UWA product Clay Uyen is one of nine new members of the Future Force Foundation for 2017 and the outside back has taken his game to new heights since joining the program.
Captain of the Road Safety Western Force U20s, Uyen has starred in the Super U20s Championship to earn selection in the BMW Australian U20s squad in the lead up to this year's World Championship.
We sat down with the WA young gun last week to learn a bit more about him and get his thoughts on the Future Force Foundation so far.
Name: Clay Uyen
Position: Outside Back
Clay, how have you found your experience with the Future Force Foundation so far?
It has been full on, including the U20’s, but I’ve found that I’ve got so much out of it in such a short amount of time.
What is the best thing you’ve learnt in the program so far?
Just about how the system works, the whole hierarchy with the Force and where we come into it. I had no idea until I was exposed to it I guess. The way that it works all the way from Super Rugby all the way down to club, how it involves the CEO and coaches and how it all links together.
What do you think your biggest strengths are as a player?
I’d like to say my speed and footwork, but I suppose other people give me noise for it. I love to get around players and beat them one-on-one and I’ve got a bit of mongrel so that’s always handy.
Which current international player do you look up to or you model your game on and why?
I would go with Drew Mitchell, he’s played a lot of rugby at all different levels and different clubs all over the world and just the way he travels and still maintains to be such a good bloke and player, he’s pretty inspiring.
What are your rugby goals for 2017 and ultimate career aspirations?
In 2017 I want to make the Australian 20s camp and then from there the squad. I then want to make my debut by the end of this year.
Which Western Force player have and can you learn the most from at training or around the club?

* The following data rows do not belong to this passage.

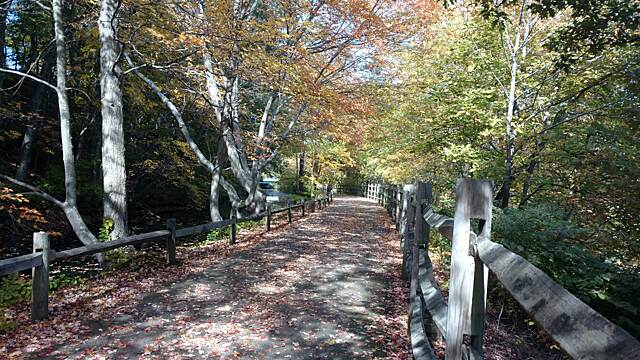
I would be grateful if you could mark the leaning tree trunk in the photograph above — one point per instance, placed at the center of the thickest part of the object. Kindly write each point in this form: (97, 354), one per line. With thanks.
(70, 203)
(4, 9)
(36, 104)
(113, 160)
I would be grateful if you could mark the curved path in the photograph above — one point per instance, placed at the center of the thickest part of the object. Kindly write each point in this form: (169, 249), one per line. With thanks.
(325, 287)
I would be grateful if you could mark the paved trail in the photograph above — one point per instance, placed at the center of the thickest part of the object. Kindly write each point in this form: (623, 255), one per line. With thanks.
(325, 287)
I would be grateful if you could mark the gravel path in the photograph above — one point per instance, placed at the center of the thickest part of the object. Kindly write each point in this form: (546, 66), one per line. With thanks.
(325, 287)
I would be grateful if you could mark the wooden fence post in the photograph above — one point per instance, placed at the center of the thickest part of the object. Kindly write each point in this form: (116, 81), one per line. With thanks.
(234, 227)
(406, 230)
(473, 201)
(398, 207)
(171, 241)
(419, 246)
(40, 278)
(268, 217)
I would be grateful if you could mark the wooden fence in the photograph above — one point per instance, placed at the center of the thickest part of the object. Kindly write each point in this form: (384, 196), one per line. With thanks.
(580, 331)
(43, 256)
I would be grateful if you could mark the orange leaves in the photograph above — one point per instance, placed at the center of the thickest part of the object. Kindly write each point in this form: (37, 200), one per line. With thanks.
(16, 205)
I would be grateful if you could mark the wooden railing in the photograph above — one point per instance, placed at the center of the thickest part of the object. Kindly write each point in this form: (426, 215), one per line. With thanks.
(580, 331)
(43, 256)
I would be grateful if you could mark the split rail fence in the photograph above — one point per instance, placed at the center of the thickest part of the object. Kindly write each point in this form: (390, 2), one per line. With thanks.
(43, 256)
(580, 331)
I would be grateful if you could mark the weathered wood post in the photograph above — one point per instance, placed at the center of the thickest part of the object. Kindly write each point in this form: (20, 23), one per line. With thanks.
(234, 227)
(473, 201)
(421, 241)
(40, 278)
(398, 207)
(171, 241)
(268, 217)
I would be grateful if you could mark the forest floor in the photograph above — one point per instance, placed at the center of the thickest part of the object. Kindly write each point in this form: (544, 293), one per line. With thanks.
(326, 287)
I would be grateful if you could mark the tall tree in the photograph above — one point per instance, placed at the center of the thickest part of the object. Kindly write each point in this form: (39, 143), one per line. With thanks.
(113, 146)
(69, 205)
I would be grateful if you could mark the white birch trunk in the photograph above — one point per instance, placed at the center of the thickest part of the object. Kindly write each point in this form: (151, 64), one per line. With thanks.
(113, 160)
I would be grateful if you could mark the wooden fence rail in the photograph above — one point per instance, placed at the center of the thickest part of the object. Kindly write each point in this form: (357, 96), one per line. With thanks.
(580, 331)
(42, 256)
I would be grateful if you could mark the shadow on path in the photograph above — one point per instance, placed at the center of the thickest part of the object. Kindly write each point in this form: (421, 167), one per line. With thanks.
(318, 289)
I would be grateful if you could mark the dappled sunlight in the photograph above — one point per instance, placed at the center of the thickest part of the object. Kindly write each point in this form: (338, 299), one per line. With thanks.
(328, 286)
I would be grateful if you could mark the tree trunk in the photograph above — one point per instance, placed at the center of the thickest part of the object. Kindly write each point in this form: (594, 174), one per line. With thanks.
(301, 173)
(69, 205)
(37, 104)
(25, 153)
(4, 9)
(113, 149)
(524, 198)
(214, 199)
(508, 128)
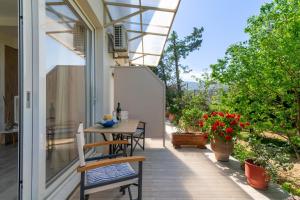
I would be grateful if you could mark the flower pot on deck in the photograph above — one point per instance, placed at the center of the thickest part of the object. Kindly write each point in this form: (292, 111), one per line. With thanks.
(171, 117)
(256, 176)
(195, 139)
(222, 149)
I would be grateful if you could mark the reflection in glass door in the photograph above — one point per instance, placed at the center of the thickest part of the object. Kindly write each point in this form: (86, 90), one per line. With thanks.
(66, 63)
(9, 99)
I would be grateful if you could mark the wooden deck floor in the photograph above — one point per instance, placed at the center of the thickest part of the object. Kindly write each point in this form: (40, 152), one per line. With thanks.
(187, 173)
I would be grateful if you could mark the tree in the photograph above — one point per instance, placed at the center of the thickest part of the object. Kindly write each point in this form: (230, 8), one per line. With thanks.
(178, 49)
(164, 71)
(263, 73)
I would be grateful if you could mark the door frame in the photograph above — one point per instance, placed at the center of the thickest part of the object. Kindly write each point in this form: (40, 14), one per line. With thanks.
(25, 98)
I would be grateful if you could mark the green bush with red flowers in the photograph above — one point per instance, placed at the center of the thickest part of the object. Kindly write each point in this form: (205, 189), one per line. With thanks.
(224, 126)
(189, 120)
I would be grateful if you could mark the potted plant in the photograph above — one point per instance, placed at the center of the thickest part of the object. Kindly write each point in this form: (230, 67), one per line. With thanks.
(173, 111)
(192, 129)
(223, 132)
(265, 162)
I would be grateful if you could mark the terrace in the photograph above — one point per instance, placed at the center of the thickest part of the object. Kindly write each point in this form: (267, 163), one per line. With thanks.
(190, 173)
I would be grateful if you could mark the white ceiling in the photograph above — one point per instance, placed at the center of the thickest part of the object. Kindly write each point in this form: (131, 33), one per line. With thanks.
(8, 8)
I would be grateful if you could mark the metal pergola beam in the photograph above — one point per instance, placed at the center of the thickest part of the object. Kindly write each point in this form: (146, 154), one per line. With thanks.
(124, 18)
(140, 6)
(55, 3)
(145, 33)
(144, 54)
(145, 24)
(62, 31)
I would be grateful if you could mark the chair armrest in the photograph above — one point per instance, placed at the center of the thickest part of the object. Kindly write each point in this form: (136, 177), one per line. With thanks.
(106, 162)
(104, 143)
(143, 124)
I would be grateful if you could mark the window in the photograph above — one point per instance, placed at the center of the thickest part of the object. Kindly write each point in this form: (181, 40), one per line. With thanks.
(67, 45)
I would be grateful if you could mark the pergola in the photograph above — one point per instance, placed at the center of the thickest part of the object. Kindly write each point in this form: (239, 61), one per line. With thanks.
(148, 24)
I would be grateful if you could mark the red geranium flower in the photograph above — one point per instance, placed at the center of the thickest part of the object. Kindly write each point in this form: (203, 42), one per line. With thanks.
(230, 115)
(242, 125)
(229, 130)
(221, 114)
(214, 113)
(201, 123)
(221, 124)
(228, 138)
(214, 127)
(234, 122)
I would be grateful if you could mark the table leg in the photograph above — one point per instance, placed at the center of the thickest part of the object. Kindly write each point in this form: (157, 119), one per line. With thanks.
(131, 144)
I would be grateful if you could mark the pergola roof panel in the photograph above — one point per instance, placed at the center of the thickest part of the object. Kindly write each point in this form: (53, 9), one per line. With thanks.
(148, 23)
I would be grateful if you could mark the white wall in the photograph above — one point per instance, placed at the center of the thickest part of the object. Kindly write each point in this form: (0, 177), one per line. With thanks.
(2, 86)
(142, 94)
(12, 42)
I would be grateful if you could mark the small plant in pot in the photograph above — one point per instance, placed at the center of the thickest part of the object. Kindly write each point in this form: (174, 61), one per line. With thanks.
(265, 162)
(223, 132)
(174, 112)
(192, 129)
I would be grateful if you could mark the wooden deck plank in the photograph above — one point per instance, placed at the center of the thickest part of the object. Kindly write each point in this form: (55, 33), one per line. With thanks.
(189, 173)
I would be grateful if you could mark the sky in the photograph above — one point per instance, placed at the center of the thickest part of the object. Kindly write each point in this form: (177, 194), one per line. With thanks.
(224, 22)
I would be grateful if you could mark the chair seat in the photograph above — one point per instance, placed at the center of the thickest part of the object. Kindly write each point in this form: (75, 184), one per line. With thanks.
(138, 132)
(109, 174)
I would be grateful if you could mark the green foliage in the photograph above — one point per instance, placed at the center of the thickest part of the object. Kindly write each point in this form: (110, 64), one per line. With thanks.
(241, 153)
(178, 49)
(190, 119)
(269, 156)
(290, 188)
(263, 73)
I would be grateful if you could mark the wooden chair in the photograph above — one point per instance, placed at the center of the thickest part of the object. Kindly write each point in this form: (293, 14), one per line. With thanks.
(104, 174)
(138, 138)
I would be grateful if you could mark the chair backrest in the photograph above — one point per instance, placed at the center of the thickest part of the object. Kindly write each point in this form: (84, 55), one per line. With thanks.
(80, 143)
(124, 115)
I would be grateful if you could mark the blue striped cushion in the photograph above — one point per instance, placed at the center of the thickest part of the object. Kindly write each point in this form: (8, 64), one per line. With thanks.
(109, 173)
(138, 132)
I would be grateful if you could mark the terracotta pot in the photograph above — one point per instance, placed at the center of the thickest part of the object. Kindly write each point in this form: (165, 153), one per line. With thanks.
(167, 114)
(256, 176)
(171, 117)
(222, 149)
(196, 139)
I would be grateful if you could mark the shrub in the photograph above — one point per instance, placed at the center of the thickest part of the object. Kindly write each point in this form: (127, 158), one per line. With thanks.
(269, 156)
(241, 153)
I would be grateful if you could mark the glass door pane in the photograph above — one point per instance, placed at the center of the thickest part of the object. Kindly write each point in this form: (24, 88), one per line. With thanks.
(66, 62)
(9, 99)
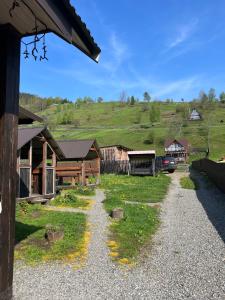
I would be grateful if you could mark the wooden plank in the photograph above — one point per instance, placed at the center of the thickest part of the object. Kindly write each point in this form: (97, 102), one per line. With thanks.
(9, 109)
(44, 158)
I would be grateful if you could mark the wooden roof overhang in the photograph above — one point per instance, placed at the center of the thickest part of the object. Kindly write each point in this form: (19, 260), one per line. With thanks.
(26, 135)
(27, 117)
(56, 16)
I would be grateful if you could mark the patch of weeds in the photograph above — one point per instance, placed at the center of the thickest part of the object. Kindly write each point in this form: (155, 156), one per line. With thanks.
(129, 235)
(189, 183)
(31, 245)
(68, 198)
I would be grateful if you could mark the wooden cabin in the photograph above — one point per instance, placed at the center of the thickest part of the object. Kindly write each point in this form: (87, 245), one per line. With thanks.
(195, 115)
(36, 163)
(81, 163)
(179, 149)
(142, 162)
(115, 153)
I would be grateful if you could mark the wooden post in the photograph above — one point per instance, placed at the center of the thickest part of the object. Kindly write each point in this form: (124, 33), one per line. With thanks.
(30, 164)
(9, 107)
(44, 157)
(83, 175)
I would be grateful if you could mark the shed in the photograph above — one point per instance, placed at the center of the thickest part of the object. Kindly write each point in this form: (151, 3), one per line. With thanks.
(36, 163)
(81, 162)
(142, 162)
(195, 115)
(20, 18)
(179, 149)
(115, 153)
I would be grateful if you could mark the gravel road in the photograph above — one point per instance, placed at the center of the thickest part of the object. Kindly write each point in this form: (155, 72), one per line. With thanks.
(186, 261)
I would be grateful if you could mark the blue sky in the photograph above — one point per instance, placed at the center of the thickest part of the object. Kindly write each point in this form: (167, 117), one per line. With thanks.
(171, 48)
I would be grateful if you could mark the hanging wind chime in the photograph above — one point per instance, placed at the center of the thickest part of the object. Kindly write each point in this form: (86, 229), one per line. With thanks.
(37, 38)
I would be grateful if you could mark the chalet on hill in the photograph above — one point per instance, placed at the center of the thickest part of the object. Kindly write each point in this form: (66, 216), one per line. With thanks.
(115, 153)
(178, 149)
(37, 153)
(81, 162)
(195, 115)
(141, 162)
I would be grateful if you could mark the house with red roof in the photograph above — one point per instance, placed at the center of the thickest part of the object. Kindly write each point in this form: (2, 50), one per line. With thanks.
(178, 149)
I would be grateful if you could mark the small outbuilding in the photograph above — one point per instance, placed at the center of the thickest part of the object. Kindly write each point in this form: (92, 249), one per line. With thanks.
(195, 115)
(81, 163)
(37, 153)
(115, 153)
(179, 149)
(142, 162)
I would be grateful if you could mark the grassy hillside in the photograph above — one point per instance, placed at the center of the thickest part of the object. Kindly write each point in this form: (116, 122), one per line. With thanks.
(113, 122)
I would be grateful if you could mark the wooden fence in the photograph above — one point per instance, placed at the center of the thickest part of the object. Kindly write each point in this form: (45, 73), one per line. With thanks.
(122, 167)
(215, 171)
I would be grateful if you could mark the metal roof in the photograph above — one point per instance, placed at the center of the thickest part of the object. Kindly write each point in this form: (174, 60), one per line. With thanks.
(57, 16)
(26, 134)
(144, 152)
(27, 117)
(118, 146)
(182, 142)
(77, 149)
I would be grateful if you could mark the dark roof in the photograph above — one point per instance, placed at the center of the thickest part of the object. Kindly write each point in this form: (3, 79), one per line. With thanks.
(27, 117)
(25, 135)
(118, 146)
(57, 16)
(183, 142)
(77, 149)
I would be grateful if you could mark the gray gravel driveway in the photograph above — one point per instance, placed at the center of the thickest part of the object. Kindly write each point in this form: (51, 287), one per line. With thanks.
(186, 260)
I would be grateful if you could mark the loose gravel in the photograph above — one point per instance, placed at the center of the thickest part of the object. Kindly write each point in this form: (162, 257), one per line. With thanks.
(186, 261)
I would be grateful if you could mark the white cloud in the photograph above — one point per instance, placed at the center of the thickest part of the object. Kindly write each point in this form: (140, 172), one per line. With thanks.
(183, 33)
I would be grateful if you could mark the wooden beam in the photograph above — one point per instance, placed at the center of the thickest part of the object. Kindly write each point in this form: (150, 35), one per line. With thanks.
(9, 109)
(44, 157)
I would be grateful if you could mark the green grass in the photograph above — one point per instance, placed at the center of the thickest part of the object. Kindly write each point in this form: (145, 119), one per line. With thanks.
(189, 183)
(31, 246)
(113, 123)
(140, 222)
(68, 198)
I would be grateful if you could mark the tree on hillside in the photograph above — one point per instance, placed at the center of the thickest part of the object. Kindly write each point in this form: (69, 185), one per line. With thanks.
(203, 96)
(212, 95)
(147, 97)
(100, 100)
(222, 97)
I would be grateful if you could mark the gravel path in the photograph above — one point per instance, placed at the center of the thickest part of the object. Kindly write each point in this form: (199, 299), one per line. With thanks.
(187, 259)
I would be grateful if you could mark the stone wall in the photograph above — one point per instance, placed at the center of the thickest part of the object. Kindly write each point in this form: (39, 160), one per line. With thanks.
(215, 171)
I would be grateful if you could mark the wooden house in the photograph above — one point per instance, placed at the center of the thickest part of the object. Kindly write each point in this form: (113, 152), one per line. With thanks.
(142, 162)
(179, 149)
(20, 19)
(81, 162)
(115, 153)
(195, 115)
(36, 163)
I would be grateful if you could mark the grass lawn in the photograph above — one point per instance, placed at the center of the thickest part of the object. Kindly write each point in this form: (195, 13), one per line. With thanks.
(69, 198)
(32, 247)
(188, 183)
(140, 222)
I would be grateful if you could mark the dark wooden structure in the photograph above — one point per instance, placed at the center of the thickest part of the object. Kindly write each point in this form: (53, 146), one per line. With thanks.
(81, 162)
(142, 162)
(36, 164)
(18, 19)
(179, 149)
(115, 153)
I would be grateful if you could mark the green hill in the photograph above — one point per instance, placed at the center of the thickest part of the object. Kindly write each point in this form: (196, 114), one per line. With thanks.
(135, 125)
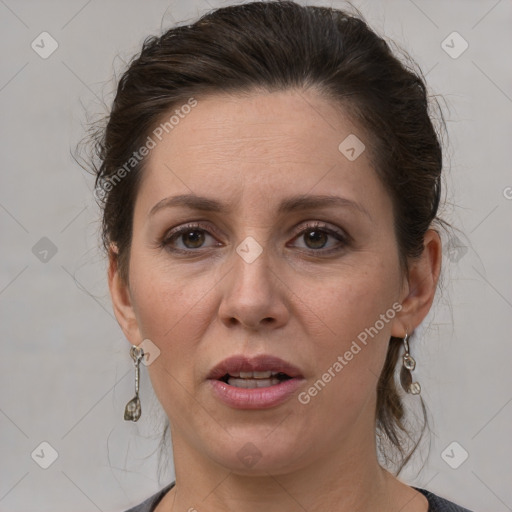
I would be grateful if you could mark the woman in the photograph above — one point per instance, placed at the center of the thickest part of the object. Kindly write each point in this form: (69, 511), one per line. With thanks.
(270, 178)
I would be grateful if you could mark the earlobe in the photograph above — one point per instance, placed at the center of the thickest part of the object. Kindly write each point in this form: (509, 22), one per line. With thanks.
(121, 299)
(421, 286)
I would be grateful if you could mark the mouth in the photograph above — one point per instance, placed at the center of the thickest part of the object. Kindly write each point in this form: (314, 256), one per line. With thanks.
(254, 383)
(250, 380)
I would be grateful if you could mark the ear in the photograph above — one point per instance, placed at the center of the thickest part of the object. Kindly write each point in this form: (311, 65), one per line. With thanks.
(121, 299)
(420, 287)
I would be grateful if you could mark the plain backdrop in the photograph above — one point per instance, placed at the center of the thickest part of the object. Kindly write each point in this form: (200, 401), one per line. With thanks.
(65, 369)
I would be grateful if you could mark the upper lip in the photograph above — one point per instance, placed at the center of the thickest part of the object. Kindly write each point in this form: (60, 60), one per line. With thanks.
(261, 363)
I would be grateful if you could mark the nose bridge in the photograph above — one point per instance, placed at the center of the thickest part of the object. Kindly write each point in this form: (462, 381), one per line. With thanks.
(252, 278)
(251, 295)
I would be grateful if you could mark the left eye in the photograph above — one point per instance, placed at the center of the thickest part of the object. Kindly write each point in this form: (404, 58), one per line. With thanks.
(317, 237)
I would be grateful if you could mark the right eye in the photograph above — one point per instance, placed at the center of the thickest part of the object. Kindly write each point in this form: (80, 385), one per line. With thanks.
(187, 238)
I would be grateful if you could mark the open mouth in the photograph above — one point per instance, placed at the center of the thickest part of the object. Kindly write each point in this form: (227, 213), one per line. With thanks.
(250, 380)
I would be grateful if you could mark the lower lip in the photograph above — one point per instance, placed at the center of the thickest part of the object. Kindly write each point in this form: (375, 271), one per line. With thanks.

Marcel Brache he’s such a book of knowledge and he always has such a good relationship with the guys who are younger then him because he’s so social. He’s probably the best one I’d target to pick his brain and ask him questions and he’s such a go-to.
How has Steve Anderson’s coaching methods helped you develop since you arrived?
It’s very different but growing up in WA you learn how brutal a coach he is and he is definitely that. They have a standard and they expect a lot from you which is good because you come up to that standard and they don’t except anything less. I found a lot of the other guys were really shocked by his different coaching style but I’ve found that the development programme in WA is actually quite similar to the way he coaches.
Are you pursuing anything outside of rugby?
I love cars so I did have a bit of a look into mechanical engineering in my second year at UWA. I want to build fast ones basically, I’d love to get on the formula one circuit as an engineer and have a say in what’s next in the automotive industry. But other than that, professional singing, dancing and surfing…
What is your favourite thing to do on a day off?
It would be to find a sand dune and drive all over it 4WDing. I’d take a surf board with me and a pack up BBQ and just get out of the city.